While comparing these models, one should be aware that a single data set might provide a limited perspective of model performances. An effective model should not just be robust and reliable, but should also allow experimenters to assess inter- and intra-subject variability, or to compare different experimental conditions. To this aim, we grouped the selected models with respect to the numbers of parameters, from one to three, as a measure of their complexity (see Table 1). Aiming at using compact models, we excluded those with a larger number of parameters (e.g., see Duchowski et al., 2017).

Experimental design

Subjects

Nine subjects (six females and three males), ages 24–39 years (average 29.5, SD 5.1), participated. All but one were unaware of the experimental hypotheses. The subject protocol was approved by the Institutional Review Board at the University of California, Berkeley. All subjects gave informed consent before starting the experiment.

Experimental setup

Subjects sat in front of a large frontoparallel LCD screen (125 × 77cm) with HD resolution (1920 × 1080 pixels). A bite bar was used to stabilize the subject’s head. A custom sighting device was used to accurately position the eyes relative to the screen (Hillis & Banks, 2001), so that the midpoint of the subject’s inter-ocular axis was aligned with the center of the screen. The distance from the display screen was 100 cm. The experiment was performed in a dark room, with the screen being the only light source. The binocular gaze direction was measured with a head-mounted eye tracker (Eyelink II), using pupil and corneal reflections at 250 Hz. The visual stimuli were presented using Matlab with the Psychtoolbox (Brainard, 1997; Kleiner et al., 2007) and a toolbox for integration of the Eyelink (Cornelissen et al., 2002).

Eye movement calibration

A 13-point calibration procedure was first used to calibrate the eye tracker at the beginning of each session. The calibration targets subtended 0.6 degrees. The calibration area was adapted depending on the portion of the screen actually used in the experiment (Gibaldi et al., 2017b; Canessa et al., 2012). The calibration was followed by a nine-point validation procedure. Calibration was repeated to obtain a mean error less than 0.5 degrees, to ensure accuracy. The calibration target was designed to match the luminance of the experiment target, in order to improve eye-tracking accuracy (Drewes et al., 2012). After calibration, subject initiated stimulus presentation by button press.

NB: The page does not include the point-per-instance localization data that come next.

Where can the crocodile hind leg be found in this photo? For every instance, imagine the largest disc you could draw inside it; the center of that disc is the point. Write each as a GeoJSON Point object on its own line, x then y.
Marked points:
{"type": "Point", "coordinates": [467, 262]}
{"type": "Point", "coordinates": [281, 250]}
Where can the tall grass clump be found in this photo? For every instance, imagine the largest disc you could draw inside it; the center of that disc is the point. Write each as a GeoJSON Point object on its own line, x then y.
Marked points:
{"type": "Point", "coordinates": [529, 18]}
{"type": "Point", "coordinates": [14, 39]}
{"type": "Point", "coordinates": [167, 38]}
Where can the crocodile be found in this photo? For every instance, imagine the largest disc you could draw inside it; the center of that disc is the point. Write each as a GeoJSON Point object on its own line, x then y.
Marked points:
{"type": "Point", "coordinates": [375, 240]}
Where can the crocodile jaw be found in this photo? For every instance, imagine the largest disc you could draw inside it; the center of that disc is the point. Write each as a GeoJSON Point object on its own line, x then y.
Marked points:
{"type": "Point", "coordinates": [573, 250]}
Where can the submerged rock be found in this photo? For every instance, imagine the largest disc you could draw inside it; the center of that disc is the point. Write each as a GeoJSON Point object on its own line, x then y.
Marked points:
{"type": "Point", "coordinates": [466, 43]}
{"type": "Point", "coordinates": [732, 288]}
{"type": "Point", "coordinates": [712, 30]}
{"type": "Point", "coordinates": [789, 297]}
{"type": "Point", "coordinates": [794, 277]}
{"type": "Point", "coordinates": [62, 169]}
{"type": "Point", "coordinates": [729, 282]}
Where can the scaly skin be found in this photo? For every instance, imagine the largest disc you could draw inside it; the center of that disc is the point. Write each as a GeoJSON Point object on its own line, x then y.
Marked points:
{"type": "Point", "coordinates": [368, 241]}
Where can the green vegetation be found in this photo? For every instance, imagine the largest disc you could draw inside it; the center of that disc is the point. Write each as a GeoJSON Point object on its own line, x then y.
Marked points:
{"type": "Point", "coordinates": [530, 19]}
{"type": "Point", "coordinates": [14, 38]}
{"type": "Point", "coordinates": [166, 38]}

Experiment 1: Sequential saccade testing

Visual stimulation was provided as a Maltese cross at different location on the screen. The cross covered 1 degree of visual field. At each trial, the target was first shown in front of the dominant eye. After 0.6 − 1 sec, the cross jumped left or right to a peripheral position and remained there for 1sec. The subject was instructed to follow the target as quickly and accurately as possible. The tested eccentricities were ± 1, ± 2, ± 4, ± 8, ± 12, ± 16 or ± 24degrees. The peripheral target was presented ten times at each eccentricity, for a total of 140 trials per session. To discourage anticipatory movements, the presentation order was random and the time interval between a button press and the displacement of the target was variable.

In order to evaluate the test-retest reliability, each subject repeated the experiment on two different days. The test was performed approximately at the same hour (between 9:00am and 10:00am), to reduce possible differences in the oculomotor performance due to fatigue (Schmidt et al., 1979; Galley, 1989; Bollen et al., 1993; Straube et al., 1997; Di Stasi et al., 2013).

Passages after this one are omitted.